Most talk about the dealerships in the automotive industry recently has been about reduction – especially at General Motors, Ford and Chrysler. GM and Chrysler have shed underperforming stores via bankruptcy, and Ford has worked to consolidate. Volkswagen, which is following its big U.S expansion plans, is thinking differently.
VW aims to sell 800,000 cars in the U.S by 2018 as part of its plans to be the world’s largest automaker. For 2010, VW sold 256,830 cars, and VW plans to sell 300,000 by year’s end. That is thanks to the new Jetta and Passat, both of which are aimed at the thick of the auto market in their respective segments. The Jetta has accounted for a huge part of VW’s brand sales; 150,046 Jettas through October.

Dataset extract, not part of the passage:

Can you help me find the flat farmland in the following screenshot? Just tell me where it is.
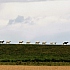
[0,65,70,70]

Next year the Passat, which was recently named Motor Trend’s Car of the Year 2012, is being counted on to greatly increase share in the mid-size segment. The previous-generation Passat, which was priced significantly higher than its competition, didn’t light up the sales charts.
Jonathan Browning, Chief Executive Officer of Volkswagen North America, spoke with Automotive News and says more dealers are needed in the future: “By 2014/15 we will have to add dealers across the U.S. to achieve our long-term objectives.” VW currently has 600 dealers in its network. Next year, Browning says VW sales should see double digit rises. The primary driver of that increase should be the new Passat, as well as the redesigned Beetle.
Perhaps most interesting is that Browning says that VW in the U.S would achieve its first profit in 2011 since 2003. They haven’t been making money all these years, despite high prices? That is news to us and it certainly helps to explain the company’s shift in strategy. Other models in the works for VW in the U.S include a three-row crossover, a high-volume and high-profit segment.
All in all, VW’s looking to be a much bigger player than it is has ever been. We just hope VW will put effort into making class-leading products, rather than just designing them to meet sales targets.